Elsewhere, 1895 saw the opening of the railway between Athenry in Galway and Collooney in Sligo. This line ran through the unforgiving east Mayo countryside. The final section of this line, between Claremorris and Collooney, had to be completed as a light rail structure because of dwindling funds and the undulating landscape.

Steam to diesel 

Although prototype diesel locomotives ran in Britain before World War II, the railways here in Ireland changed more rapidly from steam to diesel. This was because of Ireland's limited coal reserves and an ageing steam locomotive fleet that left Córas Iompair Éireann (CIE) with more complaints than positive reviews.

The new locomotives proved an instant success, the only drawback being the single cab, which necessitated the locomotive being turned at the end of each journey. The second batch of 37 locomotives, delivered in 1962, were fitted with a cab at each end to overcome this problem and these bad boys unloaded an enormous 1,100 horsepower. When the hammer was fully down, they could reach speeds of up to 80mph. I think it must have been one of these monsters that I encountered on my maiden voyage.

Time travel 

For me, riding that train proved to be a kind of coming of age. I was leaving behind long summer days, the hayfield and short trousers. I found myself speeding towards Dublin through exotic places such as Dromod, Mostrim and Enfield. The generous double, no treble, high-backed seats were from another age and while there may not have been genuine walnut on display, the seats had a deep-pile fabric covering of patriotic dark green. As the carriage seemed to stand still, fields and farms and whole villages whizzed by. Suddenly, the parallel meeting of another train, thundering in the opposite direction, caused a 120-mph explosion of earth, wind and fire prompting an immediate trip to the Leithreas as well as a frightening reminder to CLOSE THE FLIPPIN WINDOW!
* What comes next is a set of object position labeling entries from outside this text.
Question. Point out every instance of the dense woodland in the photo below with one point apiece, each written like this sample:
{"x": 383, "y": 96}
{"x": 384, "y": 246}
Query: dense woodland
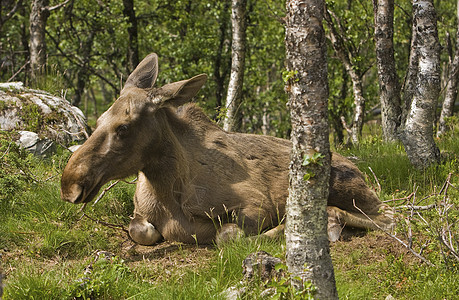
{"x": 89, "y": 47}
{"x": 390, "y": 63}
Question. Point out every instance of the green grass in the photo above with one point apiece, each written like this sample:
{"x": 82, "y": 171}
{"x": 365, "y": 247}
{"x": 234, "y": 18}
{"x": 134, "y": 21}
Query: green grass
{"x": 47, "y": 244}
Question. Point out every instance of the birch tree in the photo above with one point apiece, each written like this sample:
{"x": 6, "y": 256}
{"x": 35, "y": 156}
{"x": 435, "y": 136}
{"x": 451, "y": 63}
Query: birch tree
{"x": 389, "y": 90}
{"x": 133, "y": 48}
{"x": 308, "y": 253}
{"x": 39, "y": 14}
{"x": 451, "y": 87}
{"x": 233, "y": 98}
{"x": 346, "y": 55}
{"x": 417, "y": 134}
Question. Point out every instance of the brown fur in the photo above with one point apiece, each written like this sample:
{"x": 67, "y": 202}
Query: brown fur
{"x": 194, "y": 177}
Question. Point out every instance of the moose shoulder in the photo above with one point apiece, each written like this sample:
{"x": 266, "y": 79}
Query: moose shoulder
{"x": 193, "y": 177}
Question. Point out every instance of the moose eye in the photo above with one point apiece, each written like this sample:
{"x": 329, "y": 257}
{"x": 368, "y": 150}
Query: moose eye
{"x": 122, "y": 130}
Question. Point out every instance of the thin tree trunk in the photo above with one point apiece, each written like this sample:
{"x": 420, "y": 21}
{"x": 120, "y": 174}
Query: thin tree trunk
{"x": 233, "y": 99}
{"x": 409, "y": 85}
{"x": 389, "y": 90}
{"x": 83, "y": 71}
{"x": 357, "y": 87}
{"x": 133, "y": 48}
{"x": 220, "y": 69}
{"x": 451, "y": 87}
{"x": 308, "y": 252}
{"x": 39, "y": 14}
{"x": 417, "y": 135}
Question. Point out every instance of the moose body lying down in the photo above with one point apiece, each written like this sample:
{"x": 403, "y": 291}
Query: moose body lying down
{"x": 192, "y": 175}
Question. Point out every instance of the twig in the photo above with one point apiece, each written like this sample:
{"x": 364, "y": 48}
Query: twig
{"x": 101, "y": 195}
{"x": 416, "y": 207}
{"x": 18, "y": 71}
{"x": 376, "y": 179}
{"x": 113, "y": 226}
{"x": 395, "y": 238}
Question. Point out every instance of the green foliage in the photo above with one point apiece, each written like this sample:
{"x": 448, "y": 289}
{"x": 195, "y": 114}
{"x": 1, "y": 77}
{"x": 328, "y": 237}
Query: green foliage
{"x": 14, "y": 170}
{"x": 284, "y": 289}
{"x": 290, "y": 75}
{"x": 103, "y": 281}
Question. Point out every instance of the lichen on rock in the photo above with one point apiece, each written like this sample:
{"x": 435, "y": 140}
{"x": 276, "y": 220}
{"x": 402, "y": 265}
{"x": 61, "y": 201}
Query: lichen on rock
{"x": 49, "y": 116}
I quickly discovered undertaking a trip to the toilet was not for the fainthearted. I had to negotiate the dark annex between the carriages where the deafening clatter of steel wheels and jangling chains was reminiscent of a scene from a World War II movie. It seemed, a misplaced foot could plunge the unsuspecting toilet-goer to a certain and bloody death amid rails, sleepers and iron spikes. It occurred at this stage that remaining seated and soiling myself was a preferable option, but I forged ahead.

Do Not Flush 

I then squeezed my way through the dining carriage. This was my first experience of being in a compartment filled with body odour, cigarette smoke and the smell of beer. A line of men propped up the all-to-one-side bar which was serving minerals, beer and baby Powers. There were dining tables further up the carriage and from memory, they were covered with white cotton table cloths. I had the feeling that such tables were reserved for doctors and lawyers and TDs.
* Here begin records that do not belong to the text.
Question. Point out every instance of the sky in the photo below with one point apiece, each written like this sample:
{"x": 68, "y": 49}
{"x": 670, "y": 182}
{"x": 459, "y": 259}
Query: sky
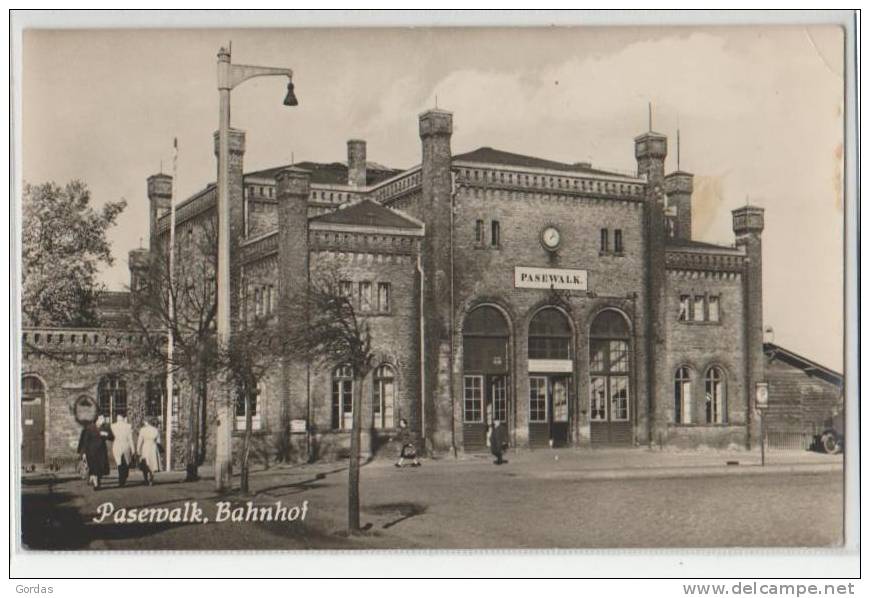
{"x": 759, "y": 109}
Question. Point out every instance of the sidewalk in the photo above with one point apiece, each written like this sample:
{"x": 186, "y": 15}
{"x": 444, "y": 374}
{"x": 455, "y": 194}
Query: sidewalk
{"x": 449, "y": 502}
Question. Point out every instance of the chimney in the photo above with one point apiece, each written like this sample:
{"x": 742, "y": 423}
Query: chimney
{"x": 679, "y": 187}
{"x": 159, "y": 202}
{"x": 356, "y": 163}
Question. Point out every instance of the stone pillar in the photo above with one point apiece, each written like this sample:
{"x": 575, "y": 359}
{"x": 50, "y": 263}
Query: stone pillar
{"x": 748, "y": 224}
{"x": 293, "y": 186}
{"x": 159, "y": 203}
{"x": 436, "y": 128}
{"x": 237, "y": 215}
{"x": 356, "y": 163}
{"x": 650, "y": 150}
{"x": 678, "y": 187}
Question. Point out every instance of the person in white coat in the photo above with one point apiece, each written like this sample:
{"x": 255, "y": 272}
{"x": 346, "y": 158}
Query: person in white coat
{"x": 146, "y": 448}
{"x": 122, "y": 447}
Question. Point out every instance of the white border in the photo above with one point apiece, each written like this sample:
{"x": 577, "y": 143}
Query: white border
{"x": 842, "y": 563}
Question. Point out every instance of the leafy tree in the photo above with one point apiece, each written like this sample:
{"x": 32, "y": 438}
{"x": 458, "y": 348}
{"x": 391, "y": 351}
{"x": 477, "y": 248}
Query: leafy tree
{"x": 323, "y": 326}
{"x": 63, "y": 246}
{"x": 185, "y": 305}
When I eventually got to the toilet, the train had stopped. I was immediately confronted by a sign saying “DO NOT FLUSH WHILE THE TRAIN IS IN THE STATION.” My long wait had to relieve myself had to continue until the train moved off again. The reason for the DO NOT FLUSH notice was because back in those days, the toiled flushed out directly on to the railway line. This method of sewage disposal worked reasonably well if the train was travelling at 70mph but presented those waiting on a station platform with a most objectionable experience if dumped out while the train was at a standstill.

When I eventually got to Dublin, my sister met me off the train and boy, was I happy to see her. The two main things I wanted to search out while in Dublin were the bullet marks on the giant columns of the GPO and the Ha'penny Bridge over the Liffey. These things still hold a fascination for me; they have survived despite all the changes that have happened around them.
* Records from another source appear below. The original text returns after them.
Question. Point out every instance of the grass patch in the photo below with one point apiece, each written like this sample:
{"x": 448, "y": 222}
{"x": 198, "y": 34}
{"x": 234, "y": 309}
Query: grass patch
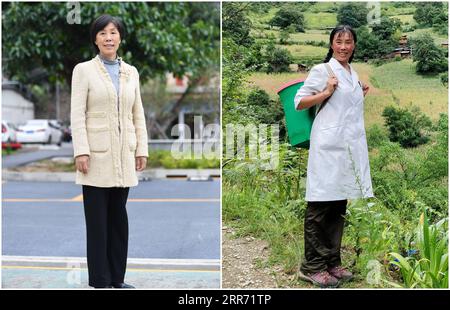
{"x": 320, "y": 20}
{"x": 164, "y": 159}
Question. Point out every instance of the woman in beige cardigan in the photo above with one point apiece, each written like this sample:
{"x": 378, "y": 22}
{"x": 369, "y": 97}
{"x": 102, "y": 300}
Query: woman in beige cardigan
{"x": 110, "y": 145}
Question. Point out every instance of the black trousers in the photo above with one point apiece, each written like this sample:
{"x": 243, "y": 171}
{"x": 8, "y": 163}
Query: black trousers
{"x": 107, "y": 234}
{"x": 324, "y": 226}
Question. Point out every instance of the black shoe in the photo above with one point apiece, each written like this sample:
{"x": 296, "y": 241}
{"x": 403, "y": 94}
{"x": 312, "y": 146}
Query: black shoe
{"x": 122, "y": 285}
I enjoyed a few days of double-decker bus rides and savoury mince dinners; experiences that few boys from the Ox Mountains had ever enjoyed in 1973. A week later, I made the same train journey back home to the Ox Mountains. This time I was more prepared; I sat near the toilet and made my way there just as the train was leaving Mullingar. The rattle and hum of the train was having little or no effect on me this time. However, I was a little bemused at the length of time that a guy with long hair and a girl in a short skirt spent kissing each other in a dark corner next to the toilets.

Over the decades, certain railways have disappeared and trains and their efficiencies have changed. While the railways system remains heavily subsidised, it is still a pleasant way to travel. I will take that same line to Dublin again this Saturday to see a musical in the Bord Gais Theatre. The train will be light and bright but will have no dining carriage.

Back in the day, it was such an experience to stand on a railway platform and feel the ground shake beneath your feet as one of those old black trains arrived in your station. That alone was worth the price of the ticket… and yet, you still had your trip to look forward to.